As of October 1, 2013, state and federal health exchanges will offer people who cannot get adequate coverage through their employers a marketplace for health insurance coverage at four levels: bronze, silver, gold and platinum. The health plans will be categorized into these levels on the basis of offerings and price. In New York, people who are now paying $1,000 a month for coverage not provided by an employer could pay only $308 a month.
Subsidies will be offered according to the person’s ability to pay and the level of the plan they have selected. The silver level will be used as the benchmark. So if someone purchases a gold or platinum level plan, their subsidy will not be as much as those who purchase the bronze or silver plans. And the individual’s or family’s annual gross income will also determine how much the subsidy will be. People with incomes up to 400% of the poverty level will be eligible for subsidies. An individual earning $17,000 a year would pay about $55 a month for the silver plan.

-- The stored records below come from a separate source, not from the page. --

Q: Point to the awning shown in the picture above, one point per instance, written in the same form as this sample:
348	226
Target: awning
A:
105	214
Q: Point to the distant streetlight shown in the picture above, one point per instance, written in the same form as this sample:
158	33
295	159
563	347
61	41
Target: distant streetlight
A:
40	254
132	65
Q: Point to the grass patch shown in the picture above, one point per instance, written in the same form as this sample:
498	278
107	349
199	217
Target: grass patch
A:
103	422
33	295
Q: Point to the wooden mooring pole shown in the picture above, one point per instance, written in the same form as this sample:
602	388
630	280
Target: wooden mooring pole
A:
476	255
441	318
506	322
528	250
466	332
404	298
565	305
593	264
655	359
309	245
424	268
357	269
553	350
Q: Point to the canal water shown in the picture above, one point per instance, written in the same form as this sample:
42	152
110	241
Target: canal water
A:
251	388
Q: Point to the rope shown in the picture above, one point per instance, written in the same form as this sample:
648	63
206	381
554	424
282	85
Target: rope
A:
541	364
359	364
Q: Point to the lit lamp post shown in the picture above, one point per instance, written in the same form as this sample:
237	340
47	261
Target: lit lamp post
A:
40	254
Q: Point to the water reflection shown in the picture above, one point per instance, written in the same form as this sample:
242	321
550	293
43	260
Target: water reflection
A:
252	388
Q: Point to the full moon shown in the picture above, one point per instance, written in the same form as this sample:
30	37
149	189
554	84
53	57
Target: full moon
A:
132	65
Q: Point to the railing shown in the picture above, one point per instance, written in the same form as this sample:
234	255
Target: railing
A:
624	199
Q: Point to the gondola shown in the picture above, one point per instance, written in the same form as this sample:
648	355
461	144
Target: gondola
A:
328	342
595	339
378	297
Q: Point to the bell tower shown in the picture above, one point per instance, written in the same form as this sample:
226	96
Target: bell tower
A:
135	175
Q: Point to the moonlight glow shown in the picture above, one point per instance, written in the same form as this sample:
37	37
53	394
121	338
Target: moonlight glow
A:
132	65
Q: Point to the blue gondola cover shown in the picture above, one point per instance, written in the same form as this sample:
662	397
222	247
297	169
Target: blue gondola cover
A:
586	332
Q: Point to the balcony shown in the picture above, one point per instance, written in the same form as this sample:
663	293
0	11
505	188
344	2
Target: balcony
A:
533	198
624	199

Not all states are forming health exchanges (people living in states that have opted out will be able to access a federal exchange), and those that do are varying in their approach. But California and other states are locking in lower premium prices for insurance coverage offered through their health exchanges (businesses that particiate in the exchange are unlikely to see the same cost reductions, at least for now). How is this happening? First, competition is forcing insurance companies to lower their prices. New players are entering the insurance market, including large health systems such as North Shore-LIJ Health System. Second, the individual mandate and the subsidies will spur more people who previously went without coverage to now buy it.
As Paul Krugman points out in today’s New York Times, those who want to see the Affordable Care Act fail or go away are not so happy about this development. Those who have needed health care but can’t afford it will be.